Session 3 does not duplicate work. It attaches to what sessions 1 and 2 are already doing, skips what they have finished, and picks up the rest.

Stale Session Recovery

If a session crashes (power failure, OOM kill), its jobs are not stuck forever. Each session sends a heartbeat every few seconds. If the heartbeat is older than 2 minutes, the session is considered dead, and its running jobs are reset to pending for other sessions to claim.

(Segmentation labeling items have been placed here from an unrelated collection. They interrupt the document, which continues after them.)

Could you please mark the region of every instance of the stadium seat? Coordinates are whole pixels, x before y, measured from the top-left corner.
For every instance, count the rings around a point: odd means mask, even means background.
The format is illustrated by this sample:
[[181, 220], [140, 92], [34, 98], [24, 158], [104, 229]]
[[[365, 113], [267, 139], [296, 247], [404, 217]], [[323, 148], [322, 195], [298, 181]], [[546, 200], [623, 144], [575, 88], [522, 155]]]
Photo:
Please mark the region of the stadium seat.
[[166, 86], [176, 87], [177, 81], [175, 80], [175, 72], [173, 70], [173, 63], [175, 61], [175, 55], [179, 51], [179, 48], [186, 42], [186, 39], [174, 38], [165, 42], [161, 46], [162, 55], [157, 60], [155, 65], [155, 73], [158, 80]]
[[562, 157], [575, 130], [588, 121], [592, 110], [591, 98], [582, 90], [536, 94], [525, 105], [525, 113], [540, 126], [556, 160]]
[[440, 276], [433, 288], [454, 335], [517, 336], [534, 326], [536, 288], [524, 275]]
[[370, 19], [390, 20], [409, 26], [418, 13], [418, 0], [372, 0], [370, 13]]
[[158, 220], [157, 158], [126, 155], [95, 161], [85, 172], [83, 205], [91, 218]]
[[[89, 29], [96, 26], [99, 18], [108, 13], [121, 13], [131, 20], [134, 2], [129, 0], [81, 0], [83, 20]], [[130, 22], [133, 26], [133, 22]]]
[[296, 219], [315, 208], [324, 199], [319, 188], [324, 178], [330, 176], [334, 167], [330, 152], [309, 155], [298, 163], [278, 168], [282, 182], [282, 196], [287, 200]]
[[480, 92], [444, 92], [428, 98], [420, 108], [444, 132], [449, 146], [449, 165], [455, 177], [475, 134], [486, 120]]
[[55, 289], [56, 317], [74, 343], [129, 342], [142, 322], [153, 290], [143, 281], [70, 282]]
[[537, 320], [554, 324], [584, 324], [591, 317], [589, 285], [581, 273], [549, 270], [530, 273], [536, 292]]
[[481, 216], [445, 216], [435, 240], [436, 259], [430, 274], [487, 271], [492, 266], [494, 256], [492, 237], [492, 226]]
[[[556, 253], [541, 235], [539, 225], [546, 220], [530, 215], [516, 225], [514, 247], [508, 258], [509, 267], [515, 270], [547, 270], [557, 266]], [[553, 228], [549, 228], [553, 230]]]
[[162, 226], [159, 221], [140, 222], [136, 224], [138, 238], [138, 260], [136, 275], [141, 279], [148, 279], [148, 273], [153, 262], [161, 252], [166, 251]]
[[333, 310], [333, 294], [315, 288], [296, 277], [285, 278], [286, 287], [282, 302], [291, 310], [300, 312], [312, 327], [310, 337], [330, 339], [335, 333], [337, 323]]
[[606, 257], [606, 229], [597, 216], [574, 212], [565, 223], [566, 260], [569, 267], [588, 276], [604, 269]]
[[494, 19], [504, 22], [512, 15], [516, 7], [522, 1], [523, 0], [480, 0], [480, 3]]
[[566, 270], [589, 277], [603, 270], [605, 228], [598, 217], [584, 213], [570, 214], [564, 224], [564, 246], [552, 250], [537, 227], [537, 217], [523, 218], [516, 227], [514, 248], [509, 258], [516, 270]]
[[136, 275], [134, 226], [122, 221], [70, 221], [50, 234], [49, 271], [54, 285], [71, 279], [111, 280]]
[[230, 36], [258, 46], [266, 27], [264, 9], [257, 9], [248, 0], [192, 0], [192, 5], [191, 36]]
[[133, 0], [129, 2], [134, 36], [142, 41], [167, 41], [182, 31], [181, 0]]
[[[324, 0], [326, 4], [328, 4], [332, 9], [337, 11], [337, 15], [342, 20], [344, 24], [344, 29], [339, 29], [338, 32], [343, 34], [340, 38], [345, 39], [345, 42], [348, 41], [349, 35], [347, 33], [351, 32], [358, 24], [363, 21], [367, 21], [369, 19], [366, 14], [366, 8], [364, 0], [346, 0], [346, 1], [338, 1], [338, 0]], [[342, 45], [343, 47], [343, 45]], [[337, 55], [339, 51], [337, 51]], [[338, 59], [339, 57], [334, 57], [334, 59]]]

No manual cleanup required.

The Lifecycle Commands

The convergent model needs symmetric operations. OxyMake provides five commands that form a complete algebra of workflow control:

CommandMeaningAnalogy
ox runEnsure outputs existterraform apply
ox cancelStop pursuing outputsCtrl+C with precision
ox invalidateForget outputs existmake clean with precision
ox planShow what would happenterraform plan
ox statusShow what is happeningkubectl get pods

Cancel

ox cancel --where cohort=human    # Stop human jobs
ox cancel --rule call             # Stop all variant calls
ox cancel --session 2             # Stop everything session 2 is doing
ox cancel                         # Stop everything

Canceled jobs have their partial outputs deleted and their status reset to pending. The next ox run will re-execute them.

Invalidate

ox invalidate --rule call                  # Delete variant-call outputs + cache entries
ox invalidate --rule call --cascade        # + all downstream outputs
ox invalidate --since "2026-03-22"         # Everything computed after this date
ox invalidate --run 3                      # Everything from run #3

The --cascade flag is important: invalidating a feature rule without cascade leaves stale calls that depend on the old feature values. With --cascade, OxyMake traverses the DAG forward and invalidates everything downstream.

Why This Matters

The idempotent execution model means:

  1. No accidental double-execution. Two people running the same command cooperate instead of conflicting.
  2. Fearless re-running. You can always run ox run again. If everything is up to date, it finishes instantly.
  3. Incremental by nature. Add new rules, change parameters, re-run. Only the affected subgraph recomputes.
  4. Crash-resilient. Completed work survives process death. Just re-run.
  5. Observable. ox status shows exactly what is happening across all sessions.